Monday, January 14, 2013

Dream geography

I’ve been warned before that there’s nothing very interesting in talking about one’s dreams. People who analyse them are deluded and people who describe them are dullards. That’s probably true – but one’s own dreams always seem interesting to oneself, particularly if you wake like I did this morning, thinking, “bloody hell, that was vivid”.

A couple of fragments that I remember, to amuse myself.

I was walking through an altered Brighton – I assume I’m not unusual and that everyone distorts geographical reality when they dream. The Brighton of my dreams is pretty close to the one I inhabit when awake, except that some roads are louder, quieter, nearer, further away, blended or bent out of shape. My home is often different, although weirdly it’s rarely an amalgam of real places I’ve lived and rather somewhere quite distinct, a figment of my imagination. But when I dream it up – or at least, on the occasions when I remember it – I find I’ve done a good job of designing something really complete. I could knock on the walls.

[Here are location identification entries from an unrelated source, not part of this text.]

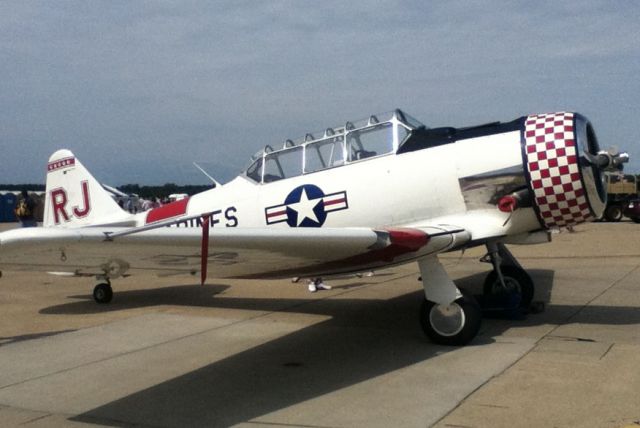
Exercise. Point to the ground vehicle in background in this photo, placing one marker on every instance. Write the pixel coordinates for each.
(632, 210)
(622, 189)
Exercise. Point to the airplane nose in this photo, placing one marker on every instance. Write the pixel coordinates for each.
(565, 168)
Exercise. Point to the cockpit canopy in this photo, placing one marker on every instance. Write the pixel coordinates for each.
(355, 141)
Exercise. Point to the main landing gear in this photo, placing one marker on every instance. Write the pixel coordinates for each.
(447, 316)
(450, 316)
(508, 285)
(103, 293)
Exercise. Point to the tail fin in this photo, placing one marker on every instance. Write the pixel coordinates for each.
(74, 198)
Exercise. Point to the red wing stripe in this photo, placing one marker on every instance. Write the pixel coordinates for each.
(173, 209)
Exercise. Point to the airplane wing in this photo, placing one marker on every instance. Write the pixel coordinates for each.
(224, 252)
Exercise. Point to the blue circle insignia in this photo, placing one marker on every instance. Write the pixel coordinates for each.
(305, 207)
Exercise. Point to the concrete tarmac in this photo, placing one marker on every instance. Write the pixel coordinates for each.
(170, 353)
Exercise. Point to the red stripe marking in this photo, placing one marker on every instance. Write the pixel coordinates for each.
(403, 241)
(61, 163)
(277, 213)
(204, 249)
(335, 201)
(173, 209)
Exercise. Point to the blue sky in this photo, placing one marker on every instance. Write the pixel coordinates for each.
(138, 90)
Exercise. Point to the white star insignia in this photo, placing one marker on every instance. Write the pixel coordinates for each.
(305, 207)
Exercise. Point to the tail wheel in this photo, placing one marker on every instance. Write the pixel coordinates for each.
(516, 281)
(455, 324)
(613, 213)
(102, 293)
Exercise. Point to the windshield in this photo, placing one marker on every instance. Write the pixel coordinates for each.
(378, 135)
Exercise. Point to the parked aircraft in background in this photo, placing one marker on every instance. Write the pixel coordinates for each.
(365, 195)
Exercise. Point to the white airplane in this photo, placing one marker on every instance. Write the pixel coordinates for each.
(365, 195)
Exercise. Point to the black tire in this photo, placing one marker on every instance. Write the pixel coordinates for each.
(456, 328)
(102, 293)
(613, 213)
(517, 280)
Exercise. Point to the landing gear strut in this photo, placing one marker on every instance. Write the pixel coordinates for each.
(447, 315)
(508, 282)
(102, 293)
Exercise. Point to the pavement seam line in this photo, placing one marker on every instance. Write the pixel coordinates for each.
(535, 345)
(155, 345)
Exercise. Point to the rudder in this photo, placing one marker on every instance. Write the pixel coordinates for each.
(74, 198)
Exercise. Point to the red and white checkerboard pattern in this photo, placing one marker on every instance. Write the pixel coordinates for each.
(552, 161)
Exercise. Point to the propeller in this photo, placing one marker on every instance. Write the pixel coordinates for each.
(608, 160)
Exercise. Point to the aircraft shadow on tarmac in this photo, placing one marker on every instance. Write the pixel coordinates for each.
(363, 339)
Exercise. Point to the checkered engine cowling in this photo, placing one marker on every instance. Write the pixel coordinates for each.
(552, 161)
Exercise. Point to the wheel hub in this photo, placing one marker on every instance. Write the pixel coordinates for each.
(447, 320)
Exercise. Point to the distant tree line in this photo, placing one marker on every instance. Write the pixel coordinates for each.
(142, 191)
(20, 187)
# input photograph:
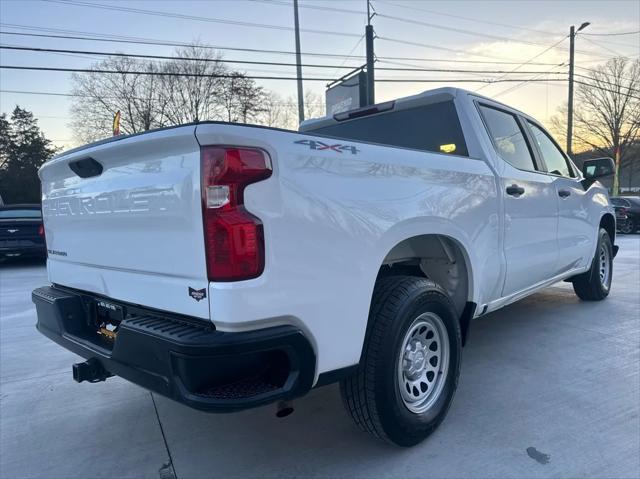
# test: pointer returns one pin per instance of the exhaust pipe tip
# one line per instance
(284, 409)
(91, 370)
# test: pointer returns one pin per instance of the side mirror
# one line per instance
(598, 168)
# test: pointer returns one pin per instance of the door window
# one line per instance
(552, 155)
(508, 138)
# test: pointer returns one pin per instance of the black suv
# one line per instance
(627, 213)
(21, 232)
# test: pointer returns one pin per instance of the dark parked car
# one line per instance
(627, 213)
(21, 232)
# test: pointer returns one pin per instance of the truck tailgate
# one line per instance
(132, 232)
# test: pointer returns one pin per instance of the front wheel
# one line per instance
(627, 227)
(409, 370)
(595, 284)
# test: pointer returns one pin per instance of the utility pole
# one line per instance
(371, 96)
(298, 64)
(572, 39)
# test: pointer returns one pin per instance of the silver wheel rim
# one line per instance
(423, 362)
(605, 266)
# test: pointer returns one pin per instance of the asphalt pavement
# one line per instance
(550, 387)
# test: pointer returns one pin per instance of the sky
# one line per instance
(410, 34)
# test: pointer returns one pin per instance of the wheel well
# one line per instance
(609, 224)
(437, 257)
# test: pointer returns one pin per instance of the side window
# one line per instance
(554, 158)
(508, 138)
(435, 127)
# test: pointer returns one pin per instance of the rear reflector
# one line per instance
(234, 238)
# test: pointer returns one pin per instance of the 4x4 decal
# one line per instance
(319, 145)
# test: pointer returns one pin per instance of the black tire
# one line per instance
(372, 394)
(590, 286)
(628, 227)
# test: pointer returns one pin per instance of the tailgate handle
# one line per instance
(86, 168)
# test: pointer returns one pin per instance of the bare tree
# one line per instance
(241, 98)
(193, 87)
(607, 111)
(193, 98)
(99, 96)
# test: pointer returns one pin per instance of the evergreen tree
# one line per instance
(23, 149)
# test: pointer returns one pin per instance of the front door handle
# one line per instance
(515, 190)
(564, 193)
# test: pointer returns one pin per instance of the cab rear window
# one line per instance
(434, 127)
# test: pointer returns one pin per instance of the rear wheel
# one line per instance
(594, 285)
(409, 371)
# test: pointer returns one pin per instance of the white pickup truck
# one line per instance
(228, 266)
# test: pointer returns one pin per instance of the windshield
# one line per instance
(17, 213)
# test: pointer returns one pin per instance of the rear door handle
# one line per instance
(564, 193)
(515, 190)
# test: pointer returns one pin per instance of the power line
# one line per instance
(515, 87)
(603, 47)
(201, 75)
(489, 22)
(137, 40)
(532, 58)
(213, 60)
(607, 90)
(470, 32)
(617, 85)
(167, 57)
(611, 34)
(311, 7)
(470, 19)
(182, 16)
(264, 25)
(77, 95)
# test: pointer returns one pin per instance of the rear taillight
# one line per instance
(234, 238)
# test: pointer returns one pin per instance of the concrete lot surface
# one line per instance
(549, 388)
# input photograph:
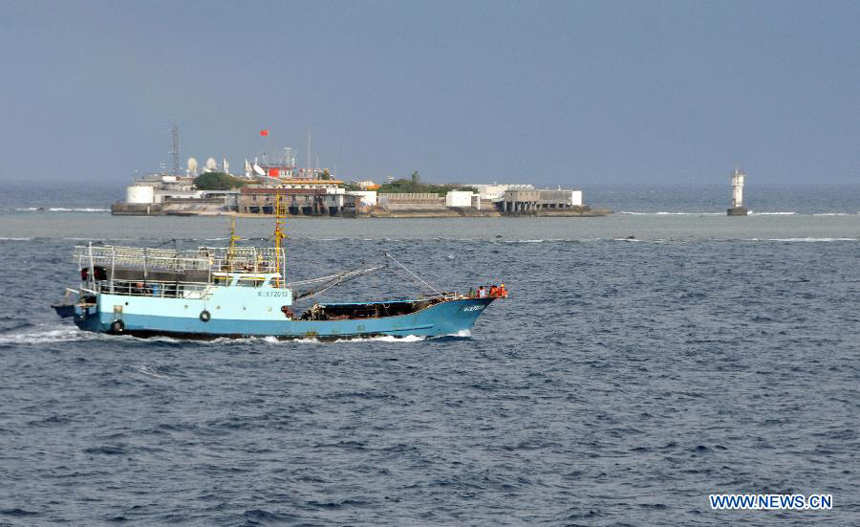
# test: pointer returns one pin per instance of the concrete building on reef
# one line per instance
(298, 199)
(542, 201)
(737, 208)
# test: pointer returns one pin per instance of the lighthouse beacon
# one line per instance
(738, 208)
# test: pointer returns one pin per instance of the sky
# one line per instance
(551, 93)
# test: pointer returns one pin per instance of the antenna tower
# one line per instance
(174, 148)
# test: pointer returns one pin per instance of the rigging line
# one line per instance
(334, 276)
(341, 279)
(414, 275)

I was walking through an altered Brighton – and it was a bit hotter and swingier; something of Lisbon transplanted to St James Street. People drank on doorsteps or cross legged on the pavement, people drifted diagonally from bar to bar. I walked to a camera shop (Jessops, I suppose, which has just closed down in real life, although there isn’t one in Kemp Town), and got invited to a party while I stared in the window. I crossed the road, and watched two men run at each other outside the Thai restaurant. One man was bent low, like a bull. The other man pulled a gun from his pocket and shot him. Then he pointed the gun at me, and I grabbed at a bit of loose wooden boarding which was nearby – quite calmly – and held it like a shield. He shot me through the board. I was carried away.

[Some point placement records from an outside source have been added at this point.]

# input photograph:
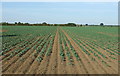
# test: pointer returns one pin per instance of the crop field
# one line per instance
(59, 50)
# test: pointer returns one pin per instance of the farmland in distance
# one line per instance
(59, 50)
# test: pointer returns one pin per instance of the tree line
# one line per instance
(43, 24)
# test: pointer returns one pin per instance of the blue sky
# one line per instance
(61, 12)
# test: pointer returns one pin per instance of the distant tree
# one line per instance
(26, 23)
(15, 23)
(19, 23)
(101, 24)
(71, 24)
(5, 23)
(86, 24)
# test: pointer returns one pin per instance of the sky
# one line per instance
(61, 12)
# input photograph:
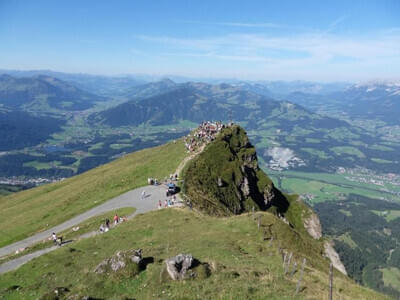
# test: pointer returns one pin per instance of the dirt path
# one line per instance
(129, 199)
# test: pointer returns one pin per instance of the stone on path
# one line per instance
(131, 259)
(178, 266)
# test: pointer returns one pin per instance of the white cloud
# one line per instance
(308, 52)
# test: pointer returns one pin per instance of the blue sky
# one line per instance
(264, 40)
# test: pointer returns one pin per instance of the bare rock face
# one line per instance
(120, 261)
(269, 195)
(334, 257)
(244, 187)
(313, 226)
(178, 266)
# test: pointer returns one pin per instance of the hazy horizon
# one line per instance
(285, 40)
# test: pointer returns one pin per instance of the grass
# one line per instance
(244, 265)
(381, 161)
(389, 215)
(327, 186)
(41, 165)
(89, 225)
(346, 212)
(391, 277)
(319, 153)
(27, 212)
(348, 240)
(348, 150)
(223, 161)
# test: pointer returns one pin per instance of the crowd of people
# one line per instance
(205, 133)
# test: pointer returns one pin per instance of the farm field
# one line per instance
(319, 187)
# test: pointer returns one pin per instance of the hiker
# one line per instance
(54, 238)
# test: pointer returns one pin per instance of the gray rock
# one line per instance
(119, 261)
(178, 266)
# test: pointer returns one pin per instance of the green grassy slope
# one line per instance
(27, 212)
(244, 263)
(225, 178)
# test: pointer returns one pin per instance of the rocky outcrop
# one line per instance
(178, 266)
(131, 259)
(226, 179)
(313, 226)
(333, 256)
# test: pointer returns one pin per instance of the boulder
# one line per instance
(178, 266)
(129, 262)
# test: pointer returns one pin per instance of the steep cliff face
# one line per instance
(225, 178)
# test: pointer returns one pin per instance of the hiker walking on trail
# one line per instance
(54, 238)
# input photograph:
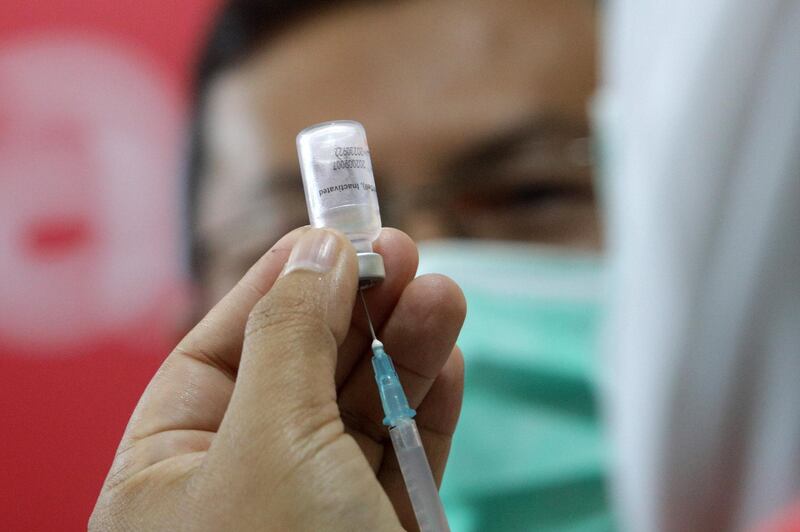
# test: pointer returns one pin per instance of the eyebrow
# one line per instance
(513, 142)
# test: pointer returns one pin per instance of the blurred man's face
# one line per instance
(475, 113)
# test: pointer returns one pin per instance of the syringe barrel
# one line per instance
(418, 477)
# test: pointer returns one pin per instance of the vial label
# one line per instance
(350, 177)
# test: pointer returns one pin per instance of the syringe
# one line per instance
(399, 417)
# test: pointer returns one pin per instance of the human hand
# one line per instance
(266, 415)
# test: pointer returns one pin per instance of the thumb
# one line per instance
(285, 389)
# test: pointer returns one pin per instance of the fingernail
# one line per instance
(316, 251)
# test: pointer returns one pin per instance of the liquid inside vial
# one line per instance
(338, 180)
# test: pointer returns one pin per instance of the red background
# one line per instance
(62, 415)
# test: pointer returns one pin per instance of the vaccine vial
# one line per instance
(340, 188)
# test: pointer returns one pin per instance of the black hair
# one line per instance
(238, 30)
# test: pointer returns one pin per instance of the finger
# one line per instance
(419, 336)
(400, 260)
(436, 420)
(192, 388)
(285, 397)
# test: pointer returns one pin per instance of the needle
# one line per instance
(366, 311)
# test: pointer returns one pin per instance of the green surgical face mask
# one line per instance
(527, 454)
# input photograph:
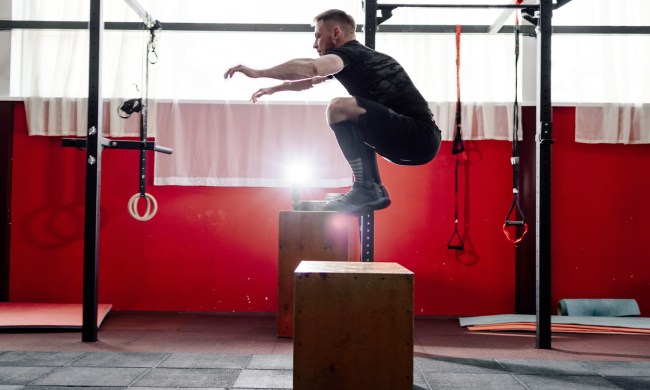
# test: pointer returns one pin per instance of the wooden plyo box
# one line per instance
(353, 326)
(306, 235)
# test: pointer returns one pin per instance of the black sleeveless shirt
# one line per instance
(380, 78)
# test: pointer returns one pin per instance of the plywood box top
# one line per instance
(342, 267)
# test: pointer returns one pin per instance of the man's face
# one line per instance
(324, 37)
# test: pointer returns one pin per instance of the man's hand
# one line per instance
(252, 73)
(261, 92)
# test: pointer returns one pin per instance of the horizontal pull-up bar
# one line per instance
(144, 15)
(516, 6)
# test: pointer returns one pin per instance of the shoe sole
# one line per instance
(359, 210)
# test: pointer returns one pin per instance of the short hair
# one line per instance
(348, 25)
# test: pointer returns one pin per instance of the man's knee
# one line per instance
(343, 109)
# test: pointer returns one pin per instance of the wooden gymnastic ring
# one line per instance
(149, 213)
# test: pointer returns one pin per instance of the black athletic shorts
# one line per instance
(398, 138)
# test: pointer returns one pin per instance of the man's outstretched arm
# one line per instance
(293, 70)
(299, 85)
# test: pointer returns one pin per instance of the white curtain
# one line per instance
(54, 72)
(605, 76)
(609, 72)
(248, 145)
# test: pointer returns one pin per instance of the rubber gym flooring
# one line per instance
(144, 350)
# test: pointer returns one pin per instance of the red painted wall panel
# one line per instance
(215, 248)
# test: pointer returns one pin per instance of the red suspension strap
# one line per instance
(515, 226)
(458, 149)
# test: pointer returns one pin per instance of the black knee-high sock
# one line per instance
(361, 157)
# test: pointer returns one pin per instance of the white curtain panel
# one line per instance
(603, 70)
(248, 145)
(613, 123)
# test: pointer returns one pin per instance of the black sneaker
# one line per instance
(363, 197)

I woke up in a garden just around the corner, here in Seven Dials. It was New Year’s Eve and I had decided to sleep outdoors. It was a warm and balmy night. When I think about it, it often is in my dreams. I tossed and turned – in my dream – unable to sleep. So eventually I got up and walked through another part of Brighton (which is down by the seafront) back to my flat in Kemp Town. I slept there. After a while I rose and went back out onto St James Street and to an L-shaped bar which has never existed, but of which I dream, oddly, often. Downstairs they do cocktails and there is a small, tropical garden where you can stand. I think I dream about this bar twice a year.

I know what my dreams mean – they mean nothing. But I am intrigued by the geography of them. I often wake wishing for a map.